Talia Nassi: You're preaching to the choir. I used to be an automation engineer. Up until the very end of that part of my career, I was only testing in staging because the companies that I was working at didn't test in production. I would spend so much time testing features in staging. They would be pushed to production and then break in production, but they were working perfectly in staging, so what's the point of testing in staging if they're going to break in production? My users aren't going in and using the product in staging, so why do I care? It took enough of that happening over and over again where I was like, "Okay, there has to be another way to do this," and then I interviewed at a company that tested in production and I haven't looked back.
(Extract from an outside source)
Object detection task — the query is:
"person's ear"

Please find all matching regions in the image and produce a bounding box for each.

Shelby Spees: The thing about that, too, is it's that you as a tester are responsible for the quality of the code going out. It's super demoralizing when you have a certain level of confidence in staging and then all of that falls apart in production. It's like, what were you even testing? You were doing your job according to what was assigned to you, but you can't do your job according to what's actually good for the business. For people like us who care about the impact of the changes going out, we want to be able to validate that. We want to be able to feel like things are going to work well.
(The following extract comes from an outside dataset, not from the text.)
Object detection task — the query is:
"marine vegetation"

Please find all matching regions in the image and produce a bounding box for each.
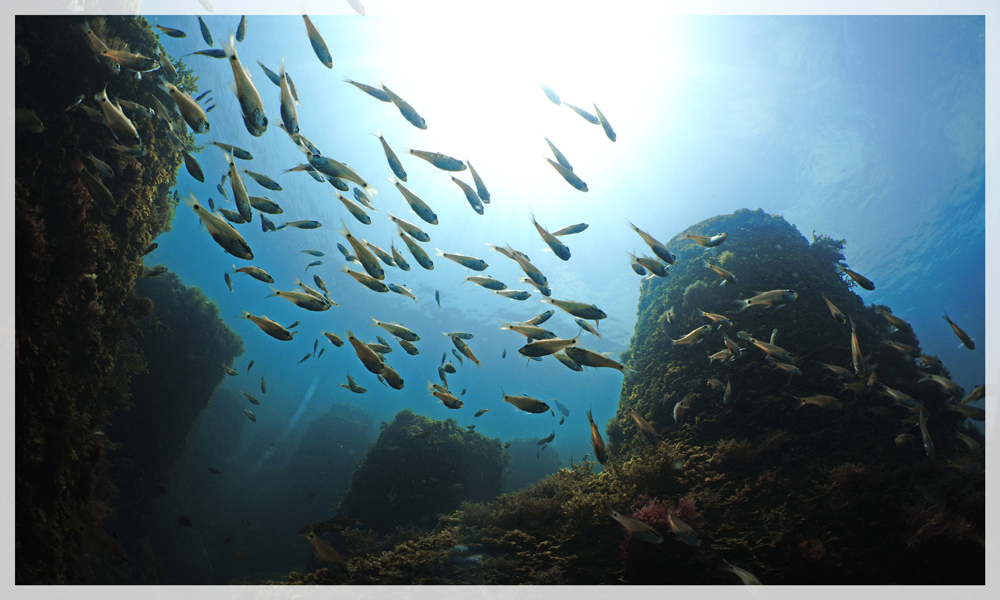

I've talked to a few testers who are learning about observability and the intersection between being a tester and observing code changes. There's so much about testing that involves the sense of responsibility and ownership over the services in production. You don't have to be a developer to have an impact there. I really appreciate your story because I totally feel you on that.
Amy Tobey: A lot of shops still have dedicated testers doing old school QA. But what we want is to uplift those people so that they're doing more high value work, just like we try to do through all of our careers. Maybe the place for them to move towards is this idea of owning and nurturing the test spectrum, but extending that all the way out into production.
Talia Nassi: And when you have the right tools available, they're working together, and you can see the impact of your changes and test them in production before they go out to your end users, you're creating this bubble of risk mitigation. If something goes wrong, you're covered. You can look at your logs and see what's going on before your end users will be affected by them. You're doing it in the safest way possible with the right tools. What else do you need?
Amy Tobey: We've gone from the beginning of the development cycle where we have our unit tests and we've talked all the way through into production, but sometimes stuff slips through. Having these tools in place still makes our life better. I'm an incident commander. I'm in there asking questions, trying to bring an incident to resolution. Now with observability and feature control in place, we have additional tools for resolving that incident. Maybe we could talk about that for a second.
Talia Nassi: This goes back to what Shelby was saying about not being able to reproduce an issue in production. If there's an incident in production, I'm not going to go to staging to test it. I'm going to go to production to figure out how to reproduce the issue. That's something that used to happen a lot when I was a QA engineer. There would be incidents and things were being reported to us in production. It's one of those, “Oh, it's working on my machine,” types things where I did everything I could to test it, and it would be fine for me in staging, and then you would go to production and these incidents would only be in production. You're never going to know the differences between your staging environment and your production environment until you test in production.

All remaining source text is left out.